4.    Tokoh dan Karakter   :  -Mawar (tokoh utama/protagonis), seorang gadis solehah yang rajin, pekerja keras dan bertanggung jawab.
-Derry, (tokoh utama/protagonis), baik, tidak sombong, tidak membedakan status sosial, sungguh-sungguh.
-Ibu Maryam (tokoh tambahan/antagonis), sombong, membedakan status sosial.
-Ridwan (tokoh tambahan/tritagonis), pemalas, tidak bertanggung jawab.
-Sandra (tokoh tambahan/protagonis), baik, suka membantu.
5.    Penokohan               :  Secara dramatikal
6.    Sudut Pandang         :  Orang pertama sebagai tokoh utama
7.    Gaya Bahasa              :  Bahasa yang digunakan adalah bahasa sehari-hari yang mudah dimengerti serta digunakan beberapa majas yang menambah keindahan bahasanya.
8.    Amanat                      :  -Kita harus rajin membantu orang tua, berbakti kepada yang lebih tua, selalu mendoakan (walaupun sudah tiada).
-tidak boleh membedakan status sosial antar sesama manusia.

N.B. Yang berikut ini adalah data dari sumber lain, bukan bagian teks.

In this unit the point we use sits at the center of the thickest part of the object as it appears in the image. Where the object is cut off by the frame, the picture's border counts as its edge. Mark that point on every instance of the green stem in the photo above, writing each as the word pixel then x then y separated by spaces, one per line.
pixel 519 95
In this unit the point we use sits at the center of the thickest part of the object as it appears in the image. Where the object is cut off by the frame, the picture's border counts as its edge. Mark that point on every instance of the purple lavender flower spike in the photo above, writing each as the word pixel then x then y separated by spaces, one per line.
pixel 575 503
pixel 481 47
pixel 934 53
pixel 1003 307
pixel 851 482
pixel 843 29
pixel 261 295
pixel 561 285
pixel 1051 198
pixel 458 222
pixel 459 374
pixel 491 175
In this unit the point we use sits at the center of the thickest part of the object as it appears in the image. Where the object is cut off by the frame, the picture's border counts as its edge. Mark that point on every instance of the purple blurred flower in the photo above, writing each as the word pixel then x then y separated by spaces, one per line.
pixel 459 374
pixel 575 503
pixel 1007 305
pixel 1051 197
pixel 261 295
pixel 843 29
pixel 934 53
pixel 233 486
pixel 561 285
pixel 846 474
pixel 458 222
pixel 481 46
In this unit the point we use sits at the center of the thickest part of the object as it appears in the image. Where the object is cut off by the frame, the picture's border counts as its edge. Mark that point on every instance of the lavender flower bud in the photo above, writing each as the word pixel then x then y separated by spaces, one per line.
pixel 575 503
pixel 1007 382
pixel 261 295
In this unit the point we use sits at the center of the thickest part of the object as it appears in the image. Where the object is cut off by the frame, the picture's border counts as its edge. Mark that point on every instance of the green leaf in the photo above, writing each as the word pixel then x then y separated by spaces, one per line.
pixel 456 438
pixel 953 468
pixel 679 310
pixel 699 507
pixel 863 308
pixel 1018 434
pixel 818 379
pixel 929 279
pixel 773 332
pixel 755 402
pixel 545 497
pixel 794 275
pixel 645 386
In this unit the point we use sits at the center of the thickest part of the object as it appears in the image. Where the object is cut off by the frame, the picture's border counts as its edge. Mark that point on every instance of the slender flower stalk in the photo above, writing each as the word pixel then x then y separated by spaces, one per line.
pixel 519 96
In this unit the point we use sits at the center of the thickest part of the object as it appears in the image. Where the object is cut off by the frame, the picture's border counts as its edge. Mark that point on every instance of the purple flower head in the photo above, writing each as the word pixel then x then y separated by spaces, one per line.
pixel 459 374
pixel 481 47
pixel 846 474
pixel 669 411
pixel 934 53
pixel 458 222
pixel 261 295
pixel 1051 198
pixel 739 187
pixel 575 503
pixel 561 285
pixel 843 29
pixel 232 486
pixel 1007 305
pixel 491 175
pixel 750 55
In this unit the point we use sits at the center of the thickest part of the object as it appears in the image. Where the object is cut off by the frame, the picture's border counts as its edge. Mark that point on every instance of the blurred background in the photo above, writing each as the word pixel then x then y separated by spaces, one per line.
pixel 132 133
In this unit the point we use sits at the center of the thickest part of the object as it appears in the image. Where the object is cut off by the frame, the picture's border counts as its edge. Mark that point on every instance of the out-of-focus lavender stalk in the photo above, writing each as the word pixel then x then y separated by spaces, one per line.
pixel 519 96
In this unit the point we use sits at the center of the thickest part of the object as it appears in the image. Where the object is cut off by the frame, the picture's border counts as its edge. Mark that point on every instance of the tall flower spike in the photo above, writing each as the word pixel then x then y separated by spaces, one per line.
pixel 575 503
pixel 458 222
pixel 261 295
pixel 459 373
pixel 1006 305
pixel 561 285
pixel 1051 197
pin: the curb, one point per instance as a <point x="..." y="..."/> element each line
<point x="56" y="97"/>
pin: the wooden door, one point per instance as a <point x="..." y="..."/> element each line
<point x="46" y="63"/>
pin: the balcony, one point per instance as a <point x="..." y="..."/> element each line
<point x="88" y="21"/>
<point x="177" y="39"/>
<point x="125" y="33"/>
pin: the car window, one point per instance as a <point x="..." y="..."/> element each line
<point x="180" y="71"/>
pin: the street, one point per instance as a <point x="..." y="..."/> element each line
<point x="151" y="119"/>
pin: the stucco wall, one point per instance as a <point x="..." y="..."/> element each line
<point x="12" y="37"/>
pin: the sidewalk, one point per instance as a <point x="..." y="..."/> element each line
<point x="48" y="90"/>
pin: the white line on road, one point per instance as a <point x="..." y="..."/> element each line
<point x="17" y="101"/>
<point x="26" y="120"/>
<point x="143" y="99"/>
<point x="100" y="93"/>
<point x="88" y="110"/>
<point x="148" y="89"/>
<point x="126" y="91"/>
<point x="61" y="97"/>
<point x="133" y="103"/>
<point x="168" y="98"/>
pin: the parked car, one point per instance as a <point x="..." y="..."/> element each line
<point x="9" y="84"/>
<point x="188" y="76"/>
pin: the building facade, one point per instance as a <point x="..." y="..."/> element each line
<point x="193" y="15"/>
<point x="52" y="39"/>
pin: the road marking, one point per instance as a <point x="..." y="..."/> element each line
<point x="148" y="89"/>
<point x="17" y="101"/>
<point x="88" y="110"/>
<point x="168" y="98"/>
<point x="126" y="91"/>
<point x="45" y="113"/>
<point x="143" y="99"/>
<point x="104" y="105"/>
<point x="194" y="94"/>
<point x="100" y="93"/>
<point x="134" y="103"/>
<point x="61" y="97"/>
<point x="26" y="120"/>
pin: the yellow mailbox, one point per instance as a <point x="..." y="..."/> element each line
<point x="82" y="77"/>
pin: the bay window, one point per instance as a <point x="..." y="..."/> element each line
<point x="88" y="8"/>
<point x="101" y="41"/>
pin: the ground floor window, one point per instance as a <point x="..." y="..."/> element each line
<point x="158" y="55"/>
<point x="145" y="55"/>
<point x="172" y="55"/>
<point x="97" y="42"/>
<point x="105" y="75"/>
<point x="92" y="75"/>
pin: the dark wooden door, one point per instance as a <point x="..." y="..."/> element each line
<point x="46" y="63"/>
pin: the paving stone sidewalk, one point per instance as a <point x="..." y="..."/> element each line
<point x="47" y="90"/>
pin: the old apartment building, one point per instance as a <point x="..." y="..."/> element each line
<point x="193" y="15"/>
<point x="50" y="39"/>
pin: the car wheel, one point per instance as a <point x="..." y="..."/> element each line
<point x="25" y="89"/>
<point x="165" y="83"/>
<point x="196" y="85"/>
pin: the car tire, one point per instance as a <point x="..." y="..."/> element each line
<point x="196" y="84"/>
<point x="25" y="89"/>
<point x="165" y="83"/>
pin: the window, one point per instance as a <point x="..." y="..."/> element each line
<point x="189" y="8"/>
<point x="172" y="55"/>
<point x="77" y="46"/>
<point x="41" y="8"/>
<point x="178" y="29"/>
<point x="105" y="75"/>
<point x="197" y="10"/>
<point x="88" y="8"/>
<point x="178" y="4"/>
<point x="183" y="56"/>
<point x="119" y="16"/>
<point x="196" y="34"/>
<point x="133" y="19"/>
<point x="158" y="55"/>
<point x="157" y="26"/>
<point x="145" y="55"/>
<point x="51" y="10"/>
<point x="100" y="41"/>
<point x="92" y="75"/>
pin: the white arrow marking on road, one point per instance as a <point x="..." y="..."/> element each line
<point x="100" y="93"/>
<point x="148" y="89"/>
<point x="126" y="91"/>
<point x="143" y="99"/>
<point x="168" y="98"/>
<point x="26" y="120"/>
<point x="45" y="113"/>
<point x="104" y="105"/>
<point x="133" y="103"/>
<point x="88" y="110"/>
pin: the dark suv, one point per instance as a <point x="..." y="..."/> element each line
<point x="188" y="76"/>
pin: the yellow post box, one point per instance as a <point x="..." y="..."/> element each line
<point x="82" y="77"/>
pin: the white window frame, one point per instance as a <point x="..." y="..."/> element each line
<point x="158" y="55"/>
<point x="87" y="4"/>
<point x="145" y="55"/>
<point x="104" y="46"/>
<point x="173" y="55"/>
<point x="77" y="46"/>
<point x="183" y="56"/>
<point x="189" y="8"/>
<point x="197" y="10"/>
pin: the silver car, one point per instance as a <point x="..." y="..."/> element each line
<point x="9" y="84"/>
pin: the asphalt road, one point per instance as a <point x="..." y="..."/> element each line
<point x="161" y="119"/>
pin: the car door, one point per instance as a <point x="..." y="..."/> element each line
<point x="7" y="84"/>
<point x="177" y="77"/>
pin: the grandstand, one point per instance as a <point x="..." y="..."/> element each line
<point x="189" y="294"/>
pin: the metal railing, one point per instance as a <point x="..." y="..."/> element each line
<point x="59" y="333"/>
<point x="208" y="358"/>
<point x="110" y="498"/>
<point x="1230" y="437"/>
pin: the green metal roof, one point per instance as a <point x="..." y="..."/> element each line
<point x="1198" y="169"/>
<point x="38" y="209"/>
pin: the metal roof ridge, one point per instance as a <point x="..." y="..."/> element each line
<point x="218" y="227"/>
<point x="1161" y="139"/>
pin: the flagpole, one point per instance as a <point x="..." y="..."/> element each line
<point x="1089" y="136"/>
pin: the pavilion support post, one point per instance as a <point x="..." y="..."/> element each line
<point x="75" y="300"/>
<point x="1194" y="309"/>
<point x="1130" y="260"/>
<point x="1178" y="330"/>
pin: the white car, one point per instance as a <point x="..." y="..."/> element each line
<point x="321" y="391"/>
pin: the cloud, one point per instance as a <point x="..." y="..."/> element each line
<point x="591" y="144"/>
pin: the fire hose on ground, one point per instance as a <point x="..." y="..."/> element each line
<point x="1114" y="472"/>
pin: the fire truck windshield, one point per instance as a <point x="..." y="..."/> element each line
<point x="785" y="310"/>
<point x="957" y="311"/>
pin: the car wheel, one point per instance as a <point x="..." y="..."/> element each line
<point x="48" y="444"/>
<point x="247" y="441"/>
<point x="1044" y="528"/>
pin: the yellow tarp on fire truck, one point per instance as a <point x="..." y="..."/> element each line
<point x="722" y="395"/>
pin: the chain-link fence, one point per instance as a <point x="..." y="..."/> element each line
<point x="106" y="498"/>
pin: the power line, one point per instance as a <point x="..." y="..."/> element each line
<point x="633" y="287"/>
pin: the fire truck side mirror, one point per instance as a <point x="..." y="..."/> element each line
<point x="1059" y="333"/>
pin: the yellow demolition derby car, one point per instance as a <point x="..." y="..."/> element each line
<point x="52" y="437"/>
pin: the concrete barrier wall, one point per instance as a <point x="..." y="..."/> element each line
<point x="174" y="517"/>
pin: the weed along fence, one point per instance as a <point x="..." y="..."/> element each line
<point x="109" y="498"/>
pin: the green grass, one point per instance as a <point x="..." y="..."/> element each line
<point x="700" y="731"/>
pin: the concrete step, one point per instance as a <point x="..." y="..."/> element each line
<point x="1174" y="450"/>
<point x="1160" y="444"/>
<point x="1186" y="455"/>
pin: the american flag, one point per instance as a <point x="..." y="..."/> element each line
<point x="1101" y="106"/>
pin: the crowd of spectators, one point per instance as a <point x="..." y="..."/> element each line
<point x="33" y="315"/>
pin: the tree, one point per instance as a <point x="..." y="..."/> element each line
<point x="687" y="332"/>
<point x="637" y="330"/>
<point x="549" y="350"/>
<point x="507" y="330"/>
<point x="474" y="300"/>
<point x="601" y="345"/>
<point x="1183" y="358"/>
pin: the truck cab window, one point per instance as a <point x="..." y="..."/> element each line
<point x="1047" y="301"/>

-bersungguh-sungguh dalam mencapai tujuan.

C.   Unsur Ekstrinsik
1.    Unsur Agamis     :  Selalu mendoakan orang tua, walaupun sudah meninggal dengan berziarah ke makamnya.
2.    Unsur Moral       :  Berbakti kepada kakak, walaupun kakaknya tidak memperdulikannya.
3.    Unsur Didaktis   :  Rajin belajar untuk mencapai cita-cita, rajin bekerja/berusaha walupun kemampuan dari segi ekonomi terbatas.
4.   Unsur Sosial        :  Tidak membedakan status sosial/harta dan kedudukan.